#Bluesky now allows you to “choose your own algorithm”.

Which sounds “incredible” and “sci-fi”—but it really isn’t.

What it essentially does is give a Twitter-like service Reddit-like features.

As an aside, now I’m wondering why Reddit doesn’t offer an alternative web front-end to make it more Twitter-like!

But how does this apply to the
#ActivityPub flavour of the #Fediverse? This feature now makes me realize how big a deal Fediverse groups are going to be, and if I were @Gargron, I’d be even more excited about rolling out Mastodon’s group functionality.

Because while groups aren’t exactly relevancy algorithms, once you add a “New”, “Hot”, “Best”, etc. feed to groups, now you’re in business.

I don’t know if choosing your own algorithm is the killer feature that Bluesky thinks it is. My experience is that most people hate choice. Nevertheless, I still thinks it’s important.

@[email protected]
If this is "choosing your own algorithm", #Calckey has actually had this feature long, long ago.

We call it "Antennas" -- and you can easily build an Antenna yourself.

Here's a screenshot for Antenna creation settings.
So I'm thinking about this in more detail, and I think the "choose your own algorithm" feature with #Bluesky is really not hard to implement, and something very doable on the #Fediverse.

What do we exactly want from an algorithm? Topics.

And we want topics sorted according to the following:

1. Hot
2. New
3. Top
4. Rising

Some people would like a "controversial" feed, but we don't have to give it to them
😉

As for "Top", we can sort it according to time parameters.
@atomicpoet How would you determine "Hot", "Top", "Rising"? Mastodon, and probably other implementations, don't federate likes. That may be true for reply counts too.
@atomicpoet @steve, could you expand on "don't federate likes" please?
@eshep @steve @atomicpoet IIRC they are sent one way from the one doing the like to the one receiving it.

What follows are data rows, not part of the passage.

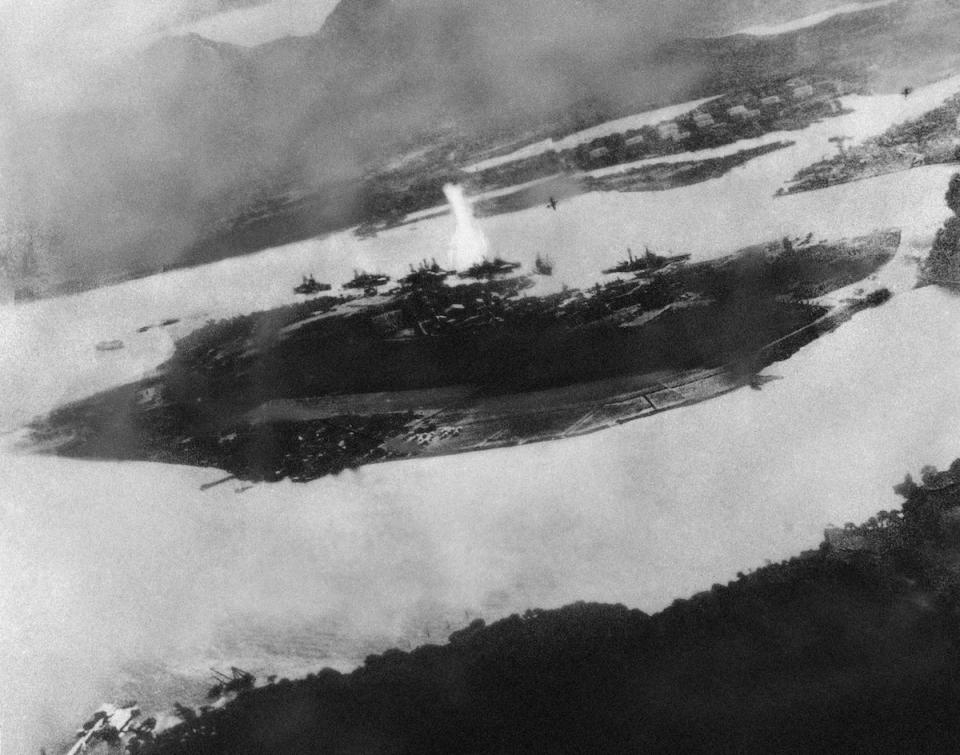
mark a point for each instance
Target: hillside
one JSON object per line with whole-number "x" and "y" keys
{"x": 849, "y": 648}
{"x": 172, "y": 146}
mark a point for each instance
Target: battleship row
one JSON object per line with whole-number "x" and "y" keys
{"x": 445, "y": 363}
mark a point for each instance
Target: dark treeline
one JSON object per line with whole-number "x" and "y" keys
{"x": 844, "y": 649}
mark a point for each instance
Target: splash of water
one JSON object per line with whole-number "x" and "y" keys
{"x": 468, "y": 244}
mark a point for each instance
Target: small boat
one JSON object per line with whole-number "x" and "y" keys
{"x": 648, "y": 263}
{"x": 489, "y": 268}
{"x": 310, "y": 285}
{"x": 543, "y": 265}
{"x": 365, "y": 281}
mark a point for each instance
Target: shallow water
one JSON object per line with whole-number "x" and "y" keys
{"x": 113, "y": 567}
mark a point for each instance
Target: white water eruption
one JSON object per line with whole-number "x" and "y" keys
{"x": 468, "y": 244}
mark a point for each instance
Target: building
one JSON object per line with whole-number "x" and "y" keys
{"x": 743, "y": 112}
{"x": 668, "y": 130}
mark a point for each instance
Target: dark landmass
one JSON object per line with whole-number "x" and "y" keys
{"x": 432, "y": 368}
{"x": 929, "y": 140}
{"x": 942, "y": 265}
{"x": 849, "y": 648}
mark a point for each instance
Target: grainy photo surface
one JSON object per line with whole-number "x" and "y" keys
{"x": 479, "y": 376}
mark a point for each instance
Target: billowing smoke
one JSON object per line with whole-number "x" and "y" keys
{"x": 468, "y": 245}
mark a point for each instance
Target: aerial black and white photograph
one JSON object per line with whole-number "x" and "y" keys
{"x": 479, "y": 376}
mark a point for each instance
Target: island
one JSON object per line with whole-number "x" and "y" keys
{"x": 444, "y": 364}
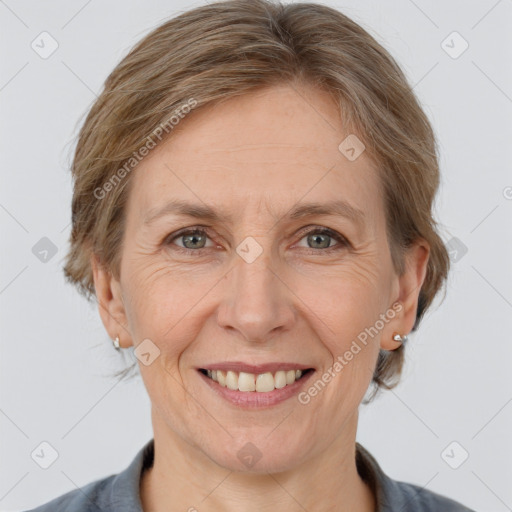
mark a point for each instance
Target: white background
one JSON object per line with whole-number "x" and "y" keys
{"x": 56, "y": 356}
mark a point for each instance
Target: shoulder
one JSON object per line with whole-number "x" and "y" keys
{"x": 414, "y": 498}
{"x": 392, "y": 495}
{"x": 85, "y": 499}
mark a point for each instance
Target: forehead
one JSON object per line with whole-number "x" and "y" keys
{"x": 273, "y": 148}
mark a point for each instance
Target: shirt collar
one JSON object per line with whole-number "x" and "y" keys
{"x": 125, "y": 488}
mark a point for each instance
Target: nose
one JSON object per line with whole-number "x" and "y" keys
{"x": 258, "y": 303}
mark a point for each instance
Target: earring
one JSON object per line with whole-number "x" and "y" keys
{"x": 401, "y": 339}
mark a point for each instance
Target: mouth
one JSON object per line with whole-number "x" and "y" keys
{"x": 265, "y": 386}
{"x": 258, "y": 383}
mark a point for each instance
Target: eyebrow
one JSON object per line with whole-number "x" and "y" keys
{"x": 340, "y": 208}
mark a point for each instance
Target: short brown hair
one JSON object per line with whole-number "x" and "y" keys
{"x": 229, "y": 48}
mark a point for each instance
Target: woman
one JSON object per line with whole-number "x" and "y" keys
{"x": 252, "y": 212}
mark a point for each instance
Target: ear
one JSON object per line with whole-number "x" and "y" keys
{"x": 110, "y": 303}
{"x": 409, "y": 286}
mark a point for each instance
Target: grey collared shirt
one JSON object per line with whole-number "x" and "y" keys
{"x": 120, "y": 493}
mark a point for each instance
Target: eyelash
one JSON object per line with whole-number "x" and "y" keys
{"x": 343, "y": 242}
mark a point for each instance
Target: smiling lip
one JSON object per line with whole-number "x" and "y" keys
{"x": 237, "y": 366}
{"x": 257, "y": 400}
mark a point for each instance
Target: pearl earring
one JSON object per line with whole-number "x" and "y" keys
{"x": 401, "y": 339}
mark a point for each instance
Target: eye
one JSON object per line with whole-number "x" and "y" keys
{"x": 194, "y": 240}
{"x": 319, "y": 238}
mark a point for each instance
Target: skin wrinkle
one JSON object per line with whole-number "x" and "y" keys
{"x": 287, "y": 305}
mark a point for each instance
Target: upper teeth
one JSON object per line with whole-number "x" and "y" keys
{"x": 263, "y": 382}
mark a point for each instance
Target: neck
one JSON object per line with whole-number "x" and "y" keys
{"x": 184, "y": 478}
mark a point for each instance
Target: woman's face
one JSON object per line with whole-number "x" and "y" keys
{"x": 260, "y": 286}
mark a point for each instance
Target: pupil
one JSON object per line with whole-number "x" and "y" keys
{"x": 192, "y": 238}
{"x": 315, "y": 237}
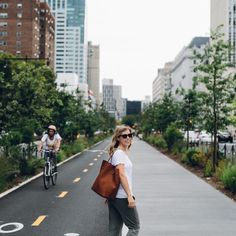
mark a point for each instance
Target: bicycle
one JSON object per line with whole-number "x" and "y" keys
{"x": 49, "y": 172}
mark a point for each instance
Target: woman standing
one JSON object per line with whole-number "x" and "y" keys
{"x": 122, "y": 209}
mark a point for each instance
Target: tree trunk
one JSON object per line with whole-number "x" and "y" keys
{"x": 214, "y": 156}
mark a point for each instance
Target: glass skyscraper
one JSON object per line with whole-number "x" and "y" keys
{"x": 70, "y": 38}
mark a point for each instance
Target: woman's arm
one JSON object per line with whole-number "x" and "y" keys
{"x": 125, "y": 185}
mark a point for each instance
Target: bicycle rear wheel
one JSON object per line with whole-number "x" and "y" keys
{"x": 46, "y": 177}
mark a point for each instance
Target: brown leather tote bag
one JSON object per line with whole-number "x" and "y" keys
{"x": 108, "y": 181}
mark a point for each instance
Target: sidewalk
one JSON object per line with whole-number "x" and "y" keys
{"x": 173, "y": 201}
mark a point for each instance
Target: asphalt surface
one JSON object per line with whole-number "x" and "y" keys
{"x": 80, "y": 211}
{"x": 171, "y": 201}
{"x": 174, "y": 202}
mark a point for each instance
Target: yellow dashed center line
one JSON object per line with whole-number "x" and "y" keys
{"x": 76, "y": 180}
{"x": 39, "y": 221}
{"x": 63, "y": 194}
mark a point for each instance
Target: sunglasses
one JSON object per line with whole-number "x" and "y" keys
{"x": 126, "y": 135}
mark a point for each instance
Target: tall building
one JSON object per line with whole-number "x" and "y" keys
{"x": 162, "y": 83}
{"x": 94, "y": 70}
{"x": 70, "y": 39}
{"x": 133, "y": 107}
{"x": 223, "y": 12}
{"x": 22, "y": 23}
{"x": 182, "y": 69}
{"x": 117, "y": 95}
{"x": 108, "y": 100}
{"x": 47, "y": 33}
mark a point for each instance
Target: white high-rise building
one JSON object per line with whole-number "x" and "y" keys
{"x": 223, "y": 12}
{"x": 161, "y": 85}
{"x": 70, "y": 37}
{"x": 117, "y": 95}
{"x": 182, "y": 69}
{"x": 94, "y": 70}
{"x": 108, "y": 100}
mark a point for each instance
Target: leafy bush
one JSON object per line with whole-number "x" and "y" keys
{"x": 194, "y": 157}
{"x": 160, "y": 142}
{"x": 4, "y": 167}
{"x": 172, "y": 136}
{"x": 178, "y": 147}
{"x": 208, "y": 170}
{"x": 200, "y": 158}
{"x": 229, "y": 177}
{"x": 220, "y": 169}
{"x": 190, "y": 157}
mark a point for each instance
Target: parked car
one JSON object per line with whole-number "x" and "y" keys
{"x": 205, "y": 137}
{"x": 224, "y": 137}
{"x": 193, "y": 136}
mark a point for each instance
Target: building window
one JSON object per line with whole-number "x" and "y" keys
{"x": 18, "y": 44}
{"x": 3, "y": 33}
{"x": 3, "y": 43}
{"x": 19, "y": 5}
{"x": 3, "y": 24}
{"x": 18, "y": 34}
{"x": 19, "y": 15}
{"x": 3, "y": 15}
{"x": 3, "y": 5}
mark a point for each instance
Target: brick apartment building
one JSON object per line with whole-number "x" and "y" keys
{"x": 27, "y": 29}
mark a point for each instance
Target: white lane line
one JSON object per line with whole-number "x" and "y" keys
{"x": 63, "y": 194}
{"x": 76, "y": 180}
{"x": 39, "y": 220}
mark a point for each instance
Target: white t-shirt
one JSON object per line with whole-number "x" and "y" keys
{"x": 120, "y": 157}
{"x": 50, "y": 143}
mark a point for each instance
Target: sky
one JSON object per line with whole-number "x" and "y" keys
{"x": 137, "y": 37}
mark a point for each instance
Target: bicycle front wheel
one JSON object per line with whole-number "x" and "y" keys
{"x": 46, "y": 177}
{"x": 54, "y": 177}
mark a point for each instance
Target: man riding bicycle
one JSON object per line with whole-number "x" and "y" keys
{"x": 51, "y": 141}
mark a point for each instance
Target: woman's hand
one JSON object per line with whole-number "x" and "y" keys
{"x": 131, "y": 202}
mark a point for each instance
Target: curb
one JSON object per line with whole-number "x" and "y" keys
{"x": 3, "y": 194}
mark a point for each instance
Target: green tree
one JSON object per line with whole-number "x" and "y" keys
{"x": 189, "y": 110}
{"x": 214, "y": 72}
{"x": 160, "y": 115}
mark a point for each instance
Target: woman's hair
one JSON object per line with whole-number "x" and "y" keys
{"x": 115, "y": 142}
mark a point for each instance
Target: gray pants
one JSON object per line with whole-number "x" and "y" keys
{"x": 120, "y": 213}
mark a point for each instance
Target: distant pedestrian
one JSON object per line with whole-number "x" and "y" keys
{"x": 122, "y": 209}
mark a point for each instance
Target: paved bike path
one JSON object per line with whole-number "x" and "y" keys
{"x": 173, "y": 201}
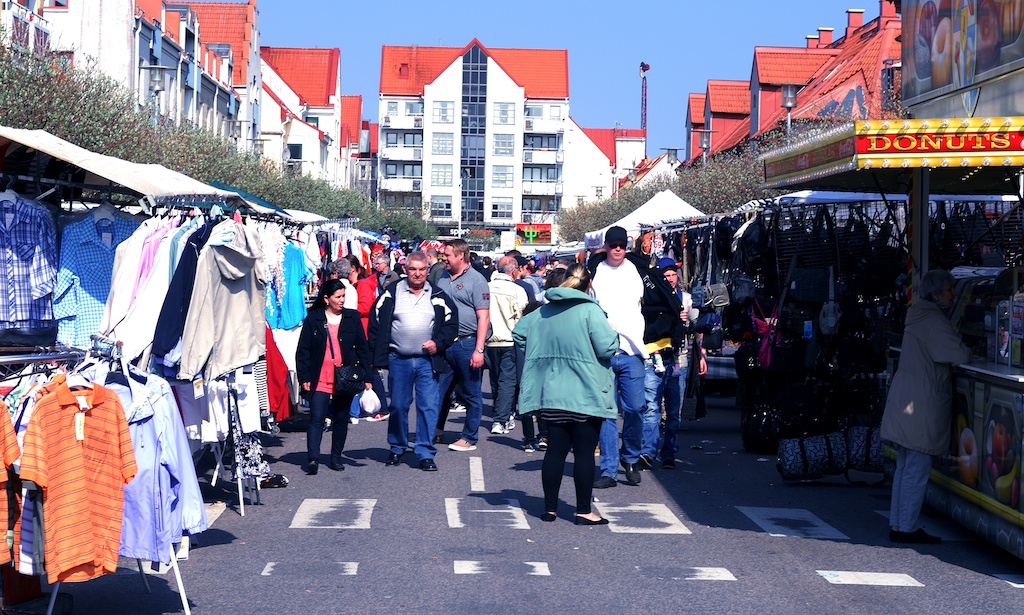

The one receiving it does not broadcast it out to everyone else. So you can see a pretty good count for likes on your own posts and you can see your own likes on others posts but everything else is miscounted.
@gustav @eshep @atomicpoet That makes sense. Thanks for the clarification. My point is that this signal can't be reliably used for timeline ranking, at least in smaller instances. I'd personally like the ability to use custom ranking based on post data like content, author, instance, and so on (could include local likes too). I'm thinking of something like a Bayesian or ANN boost/filter trained with my own historical likes and/or boosts.